Você já leu algo parecido com isso, em algum outro lugar, nesses últimos tempos?

A questão é que o mundo está mudando. A tecnologia vai ficando mais avançada. Novas necessidades vão surgindo. Outras exigências vão sendo esperadas. E existem capacidades diversas que um diploma não é capaz de comprovar.

Um diploma é como uma testemunha de que alguém frequentou uma graduação ou especialização. Ele confirma que aquela pessoa esteve matriculada, frequentou as aulas e fez provas.

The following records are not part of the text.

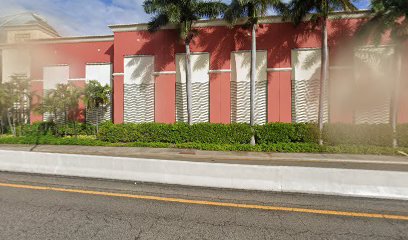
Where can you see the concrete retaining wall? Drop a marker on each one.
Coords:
(349, 182)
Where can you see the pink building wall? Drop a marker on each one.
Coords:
(278, 39)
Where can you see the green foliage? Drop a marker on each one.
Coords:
(208, 133)
(298, 9)
(277, 147)
(402, 135)
(96, 95)
(176, 133)
(181, 13)
(362, 134)
(286, 133)
(52, 129)
(252, 10)
(389, 16)
(15, 100)
(62, 100)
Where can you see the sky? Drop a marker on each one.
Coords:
(87, 17)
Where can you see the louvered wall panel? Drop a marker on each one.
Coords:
(139, 103)
(200, 88)
(101, 114)
(306, 86)
(139, 89)
(374, 80)
(240, 87)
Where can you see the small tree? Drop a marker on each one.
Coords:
(61, 101)
(183, 14)
(15, 99)
(320, 10)
(251, 10)
(97, 97)
(390, 16)
(7, 100)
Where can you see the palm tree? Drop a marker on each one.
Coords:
(183, 14)
(251, 11)
(390, 16)
(7, 100)
(320, 10)
(97, 97)
(61, 101)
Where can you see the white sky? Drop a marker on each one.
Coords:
(82, 17)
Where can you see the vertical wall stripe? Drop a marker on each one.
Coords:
(306, 85)
(139, 89)
(200, 88)
(240, 87)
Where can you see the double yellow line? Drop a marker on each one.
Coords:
(211, 203)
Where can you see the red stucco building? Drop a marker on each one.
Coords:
(146, 71)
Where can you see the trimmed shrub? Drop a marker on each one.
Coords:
(50, 128)
(176, 133)
(286, 133)
(208, 133)
(402, 135)
(362, 134)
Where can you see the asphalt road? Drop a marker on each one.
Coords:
(73, 208)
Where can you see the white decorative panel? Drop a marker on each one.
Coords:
(139, 70)
(200, 64)
(139, 89)
(240, 87)
(15, 62)
(54, 75)
(306, 65)
(99, 72)
(102, 73)
(374, 80)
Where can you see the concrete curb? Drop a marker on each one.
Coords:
(331, 181)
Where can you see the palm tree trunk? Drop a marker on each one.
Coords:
(97, 120)
(253, 80)
(188, 84)
(323, 78)
(395, 96)
(13, 130)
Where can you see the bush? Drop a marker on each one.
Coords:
(286, 133)
(50, 128)
(402, 135)
(208, 133)
(362, 134)
(176, 133)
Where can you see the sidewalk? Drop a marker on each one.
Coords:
(321, 160)
(331, 174)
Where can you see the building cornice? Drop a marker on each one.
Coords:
(221, 22)
(31, 27)
(101, 38)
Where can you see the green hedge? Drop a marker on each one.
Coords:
(175, 133)
(286, 133)
(50, 128)
(208, 133)
(363, 134)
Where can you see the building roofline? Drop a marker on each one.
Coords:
(221, 22)
(75, 39)
(30, 26)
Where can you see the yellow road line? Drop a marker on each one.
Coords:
(212, 203)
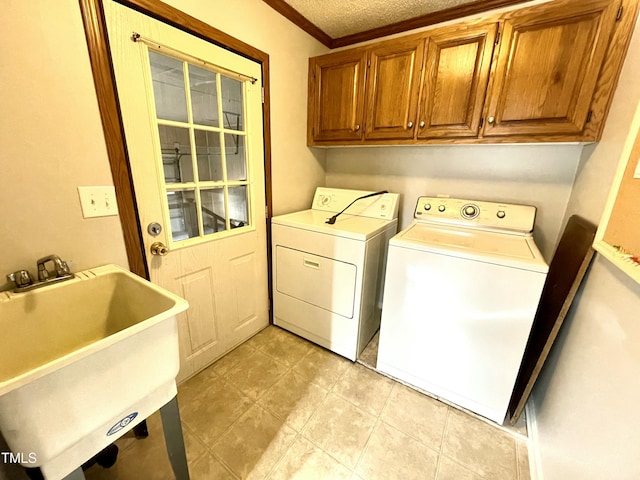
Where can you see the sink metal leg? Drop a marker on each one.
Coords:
(75, 475)
(173, 438)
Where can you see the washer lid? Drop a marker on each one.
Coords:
(519, 251)
(348, 226)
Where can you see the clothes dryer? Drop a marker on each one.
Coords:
(328, 277)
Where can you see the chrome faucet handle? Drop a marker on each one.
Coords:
(22, 278)
(62, 269)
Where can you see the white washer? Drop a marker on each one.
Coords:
(463, 283)
(327, 279)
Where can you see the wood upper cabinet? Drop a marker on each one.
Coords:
(458, 60)
(547, 68)
(393, 86)
(336, 96)
(536, 74)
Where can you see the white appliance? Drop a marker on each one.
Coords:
(327, 278)
(462, 286)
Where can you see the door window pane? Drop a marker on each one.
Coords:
(232, 103)
(236, 160)
(168, 87)
(213, 211)
(208, 152)
(183, 214)
(176, 154)
(204, 96)
(238, 206)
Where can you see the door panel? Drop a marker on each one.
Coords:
(193, 124)
(455, 81)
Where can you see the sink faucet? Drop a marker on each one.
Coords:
(24, 282)
(61, 267)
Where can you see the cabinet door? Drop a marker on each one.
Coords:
(392, 88)
(547, 69)
(455, 81)
(336, 96)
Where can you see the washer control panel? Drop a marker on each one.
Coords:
(333, 200)
(479, 214)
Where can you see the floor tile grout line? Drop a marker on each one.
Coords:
(442, 441)
(366, 446)
(319, 447)
(275, 466)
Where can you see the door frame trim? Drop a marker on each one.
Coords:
(94, 22)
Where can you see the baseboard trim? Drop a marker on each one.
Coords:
(535, 460)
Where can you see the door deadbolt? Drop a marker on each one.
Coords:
(159, 249)
(154, 229)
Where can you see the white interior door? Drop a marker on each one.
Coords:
(192, 114)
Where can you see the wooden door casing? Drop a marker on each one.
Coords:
(393, 85)
(336, 96)
(457, 67)
(547, 68)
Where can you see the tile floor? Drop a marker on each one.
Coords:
(279, 407)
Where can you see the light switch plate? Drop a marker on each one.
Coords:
(98, 201)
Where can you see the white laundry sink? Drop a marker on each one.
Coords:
(82, 362)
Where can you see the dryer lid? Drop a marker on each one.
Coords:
(518, 251)
(348, 226)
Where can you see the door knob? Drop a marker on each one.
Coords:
(159, 248)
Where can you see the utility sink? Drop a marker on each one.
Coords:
(82, 362)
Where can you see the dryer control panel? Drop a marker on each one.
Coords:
(476, 214)
(334, 200)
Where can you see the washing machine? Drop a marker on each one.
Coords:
(463, 282)
(328, 267)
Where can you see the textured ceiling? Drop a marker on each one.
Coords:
(339, 18)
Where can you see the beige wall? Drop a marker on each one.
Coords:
(296, 170)
(51, 136)
(540, 175)
(51, 141)
(586, 401)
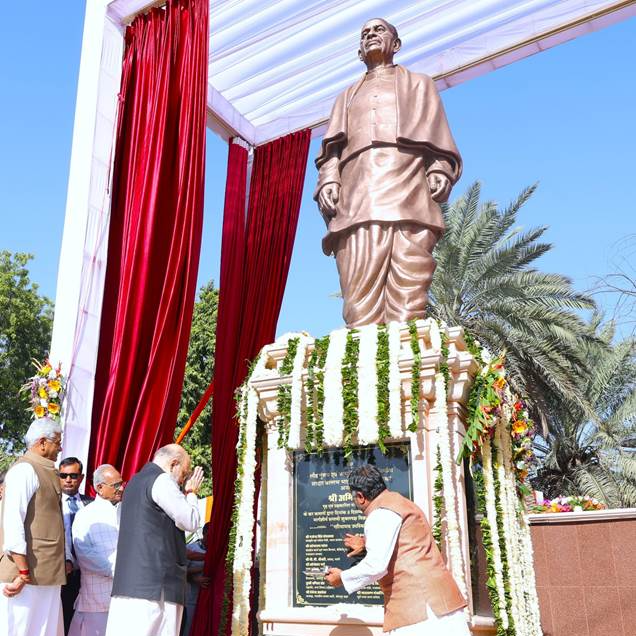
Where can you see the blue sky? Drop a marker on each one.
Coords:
(563, 118)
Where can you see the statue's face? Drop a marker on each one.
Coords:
(377, 41)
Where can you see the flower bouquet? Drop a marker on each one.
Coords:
(575, 503)
(46, 390)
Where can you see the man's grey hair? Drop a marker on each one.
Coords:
(99, 476)
(166, 453)
(42, 427)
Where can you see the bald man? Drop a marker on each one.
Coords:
(158, 507)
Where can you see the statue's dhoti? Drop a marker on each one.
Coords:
(385, 271)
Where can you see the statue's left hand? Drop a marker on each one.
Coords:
(439, 185)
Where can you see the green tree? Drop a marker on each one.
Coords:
(595, 456)
(26, 321)
(198, 373)
(485, 282)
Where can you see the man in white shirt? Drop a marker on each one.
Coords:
(95, 534)
(421, 597)
(149, 586)
(71, 474)
(32, 538)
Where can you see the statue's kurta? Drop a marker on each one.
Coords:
(386, 134)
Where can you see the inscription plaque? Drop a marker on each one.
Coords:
(324, 512)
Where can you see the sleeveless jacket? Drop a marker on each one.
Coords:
(417, 576)
(43, 528)
(151, 550)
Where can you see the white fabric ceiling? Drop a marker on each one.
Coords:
(277, 65)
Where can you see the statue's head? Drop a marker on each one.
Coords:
(379, 42)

E, com certeza, é notória a importância de estudar e lapidar a inteligência.

Mas ainda que seja importante declarar um conhecimento sobre determinado assunto, é a prática, é o contato com a coisa, é o tentar até acertar que vai moldando uma habilidade. E não só isso. É, também, a proatividade para começar uma tarefa. É a criatividade para entregar algo original. É a curiosidade para descobrir outras soluções. É a tenacidade para não desistir.

Ou, como disse Lazlo Bock, diretor de RH do Google,  “o que interessa é a capacidade de aprender. É a capacidade de processar na hora. É a capacidade de reunir diferentes tipos de informações”.

Apple e IBM também compartilham desse raciocínio. Assim como várias outras grandes e pequenas empresas que trabalham com tecnologia. Isso é o que diz o site de busca de empregos, Glassdoor, o qual percebeu algumas companhias que divulgam vagas para cargos avançados e não exigem a tal formação universitária.

Diante desse cenário, percebemos que quem quiser conquistar mundos radiantes precisará ter mais atitudes que um simples crachá gigante.

E, para nós da Ô Insurance isso faz total sentido, já que o novo mercado de seguros requer muito mais que uma equipe com diploma e conhecimento do modelo tradicional do segmento.

Requer diversidade, para gerar ideias que impactam diferentes públicos, dinamismo, para transitar do velho para o novo e conectividade, para inovar e promover aos clientes sempre as melhores experiências.